Both the process and aftermath of divorce are very stressful on both partners. Divorce can lead to increased risk of experiencing financial hardship, developing medical conditions (ulcers, for example) and mental problems (such as anxiety or depression), having a serious accident, attempting suicide, or dying prematurely. The couple's children and the extended families also suffer during a divorce, especially when disagreements occur over custody of the children. Most divorcees and their children and families eventually cope, and about 75 percent of divorcees remarry.

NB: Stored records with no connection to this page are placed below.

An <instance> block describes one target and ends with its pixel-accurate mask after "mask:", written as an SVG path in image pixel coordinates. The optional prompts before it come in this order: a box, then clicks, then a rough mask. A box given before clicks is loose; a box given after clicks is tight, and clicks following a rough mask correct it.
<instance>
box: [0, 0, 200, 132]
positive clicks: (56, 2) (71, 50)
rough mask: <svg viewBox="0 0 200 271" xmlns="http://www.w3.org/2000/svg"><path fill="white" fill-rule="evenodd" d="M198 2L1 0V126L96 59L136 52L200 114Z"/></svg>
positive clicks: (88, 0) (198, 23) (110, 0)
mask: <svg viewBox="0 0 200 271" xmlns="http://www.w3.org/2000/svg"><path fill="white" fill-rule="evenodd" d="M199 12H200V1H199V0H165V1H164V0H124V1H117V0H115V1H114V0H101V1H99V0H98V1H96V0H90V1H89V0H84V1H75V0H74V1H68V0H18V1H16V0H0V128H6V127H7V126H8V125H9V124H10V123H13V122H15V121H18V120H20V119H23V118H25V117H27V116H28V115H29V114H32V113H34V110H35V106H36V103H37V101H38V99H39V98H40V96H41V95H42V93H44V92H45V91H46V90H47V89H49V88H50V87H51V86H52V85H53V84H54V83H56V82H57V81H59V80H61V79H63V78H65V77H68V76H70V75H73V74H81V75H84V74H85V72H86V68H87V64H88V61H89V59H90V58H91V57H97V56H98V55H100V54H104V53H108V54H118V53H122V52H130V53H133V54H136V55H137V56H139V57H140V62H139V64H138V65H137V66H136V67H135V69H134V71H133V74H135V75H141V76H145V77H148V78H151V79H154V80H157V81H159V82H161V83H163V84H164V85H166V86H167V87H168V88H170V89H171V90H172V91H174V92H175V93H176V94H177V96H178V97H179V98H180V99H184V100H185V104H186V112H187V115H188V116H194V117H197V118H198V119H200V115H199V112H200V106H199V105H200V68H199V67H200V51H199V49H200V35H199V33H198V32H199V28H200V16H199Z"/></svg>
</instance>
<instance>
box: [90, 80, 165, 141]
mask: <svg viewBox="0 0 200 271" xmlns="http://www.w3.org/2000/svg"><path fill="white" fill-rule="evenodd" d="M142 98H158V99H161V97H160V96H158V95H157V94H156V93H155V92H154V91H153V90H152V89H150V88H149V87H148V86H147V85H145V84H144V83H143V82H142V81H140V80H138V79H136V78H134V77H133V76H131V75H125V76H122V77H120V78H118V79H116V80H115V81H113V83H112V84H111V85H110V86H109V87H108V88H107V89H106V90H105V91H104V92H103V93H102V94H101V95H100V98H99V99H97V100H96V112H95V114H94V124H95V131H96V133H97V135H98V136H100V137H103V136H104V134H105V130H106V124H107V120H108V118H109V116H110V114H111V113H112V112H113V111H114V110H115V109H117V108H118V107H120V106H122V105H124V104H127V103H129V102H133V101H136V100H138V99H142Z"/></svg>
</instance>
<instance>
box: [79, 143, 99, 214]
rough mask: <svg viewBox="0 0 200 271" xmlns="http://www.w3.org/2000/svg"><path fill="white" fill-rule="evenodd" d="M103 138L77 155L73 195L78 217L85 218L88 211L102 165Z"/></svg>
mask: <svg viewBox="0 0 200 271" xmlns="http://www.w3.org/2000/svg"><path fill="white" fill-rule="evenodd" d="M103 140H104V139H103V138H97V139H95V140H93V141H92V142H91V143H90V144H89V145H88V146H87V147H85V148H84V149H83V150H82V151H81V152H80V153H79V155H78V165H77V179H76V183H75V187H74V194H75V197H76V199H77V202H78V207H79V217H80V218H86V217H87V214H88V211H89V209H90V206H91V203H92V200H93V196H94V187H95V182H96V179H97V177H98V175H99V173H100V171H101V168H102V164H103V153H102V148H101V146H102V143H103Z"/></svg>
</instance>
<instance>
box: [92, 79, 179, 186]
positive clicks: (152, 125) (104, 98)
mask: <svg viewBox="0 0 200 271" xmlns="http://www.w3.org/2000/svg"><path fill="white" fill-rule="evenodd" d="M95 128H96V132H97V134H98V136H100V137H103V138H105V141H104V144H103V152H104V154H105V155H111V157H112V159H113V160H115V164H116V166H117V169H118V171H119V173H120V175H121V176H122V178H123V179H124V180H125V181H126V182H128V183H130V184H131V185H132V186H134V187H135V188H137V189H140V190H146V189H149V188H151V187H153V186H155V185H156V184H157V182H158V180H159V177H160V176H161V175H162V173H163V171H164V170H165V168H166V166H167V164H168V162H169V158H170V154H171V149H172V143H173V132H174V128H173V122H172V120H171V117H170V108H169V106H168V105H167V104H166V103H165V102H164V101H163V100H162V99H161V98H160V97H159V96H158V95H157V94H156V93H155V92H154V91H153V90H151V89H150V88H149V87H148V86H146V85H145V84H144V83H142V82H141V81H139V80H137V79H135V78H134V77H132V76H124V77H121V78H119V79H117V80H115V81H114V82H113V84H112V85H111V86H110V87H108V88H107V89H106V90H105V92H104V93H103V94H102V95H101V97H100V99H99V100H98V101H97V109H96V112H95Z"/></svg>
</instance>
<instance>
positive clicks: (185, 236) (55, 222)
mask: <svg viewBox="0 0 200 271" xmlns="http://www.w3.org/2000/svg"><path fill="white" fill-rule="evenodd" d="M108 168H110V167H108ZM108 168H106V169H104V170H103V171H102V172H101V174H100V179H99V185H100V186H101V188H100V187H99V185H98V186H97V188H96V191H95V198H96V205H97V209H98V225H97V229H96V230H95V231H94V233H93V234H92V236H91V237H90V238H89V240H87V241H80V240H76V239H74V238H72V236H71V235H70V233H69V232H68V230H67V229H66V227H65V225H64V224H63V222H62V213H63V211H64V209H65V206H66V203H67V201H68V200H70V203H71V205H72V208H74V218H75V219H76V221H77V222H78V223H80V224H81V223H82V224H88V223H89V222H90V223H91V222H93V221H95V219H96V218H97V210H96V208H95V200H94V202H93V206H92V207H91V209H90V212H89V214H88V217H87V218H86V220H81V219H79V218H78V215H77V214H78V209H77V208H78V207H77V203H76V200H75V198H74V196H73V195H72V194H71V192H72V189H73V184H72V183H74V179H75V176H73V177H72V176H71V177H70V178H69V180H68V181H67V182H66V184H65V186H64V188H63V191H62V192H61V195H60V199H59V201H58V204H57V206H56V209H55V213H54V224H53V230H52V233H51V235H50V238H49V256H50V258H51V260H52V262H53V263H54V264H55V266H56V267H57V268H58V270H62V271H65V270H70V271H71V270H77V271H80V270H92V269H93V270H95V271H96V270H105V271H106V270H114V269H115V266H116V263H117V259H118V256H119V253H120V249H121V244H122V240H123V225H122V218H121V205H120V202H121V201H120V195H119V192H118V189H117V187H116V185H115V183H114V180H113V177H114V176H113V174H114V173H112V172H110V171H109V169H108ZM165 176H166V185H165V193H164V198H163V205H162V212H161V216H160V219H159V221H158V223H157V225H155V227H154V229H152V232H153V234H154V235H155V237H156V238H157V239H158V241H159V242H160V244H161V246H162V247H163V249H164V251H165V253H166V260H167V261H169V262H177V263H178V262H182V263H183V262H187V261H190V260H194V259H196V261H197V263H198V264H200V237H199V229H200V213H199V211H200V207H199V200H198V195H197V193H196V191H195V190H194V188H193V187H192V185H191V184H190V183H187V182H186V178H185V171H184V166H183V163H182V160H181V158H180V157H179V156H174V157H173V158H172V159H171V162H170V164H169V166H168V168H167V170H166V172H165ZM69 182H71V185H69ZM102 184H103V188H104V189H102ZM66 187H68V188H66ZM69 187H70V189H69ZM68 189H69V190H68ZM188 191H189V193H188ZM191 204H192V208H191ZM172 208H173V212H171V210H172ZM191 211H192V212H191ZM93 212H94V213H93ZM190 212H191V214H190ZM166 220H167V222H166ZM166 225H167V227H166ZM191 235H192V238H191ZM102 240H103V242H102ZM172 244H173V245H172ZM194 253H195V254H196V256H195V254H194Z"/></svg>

Friends play an important role in the lives of young adults. Most human relationships, including casual acquaintances, are nonloving in that they do not involve true passion, commitment, or intimacy. According to Sternberg, friendships are loving relationships characterized by intimacy, but not by passion or commitment. In other words, closeness and warmth are present without feelings of passionate arousal and permanence. Friends normally come from similar backgrounds, share the same interests, and enjoy each other's company.
While many young adults experience the time constraints of going to school, working, and starting a family, they usually manage to maintain at least some friendships, though perhaps with difficulty. That is, as life responsibilities increase, time for socializing with others may diminish.
Adult friendships tend to be same‐sex, nonromantic relationships. Adults often characterize their friendships as involving respect, trust, understanding, and acceptance—typically the same features of romantic relationships, although without the passion and intense commitment. Friendships also differ according to gender. Females tend to be more relational in their interactions, confiding their problems and feelings with other females. Males, on the other hand, often hesitate to share their problems and feelings, instead, seeking out common‐interest activities with other males.
Friends provide a healthy alternative to family members and acquaintances. They can offer emotional and social support, a different perspective, and a change of pace from daily routines.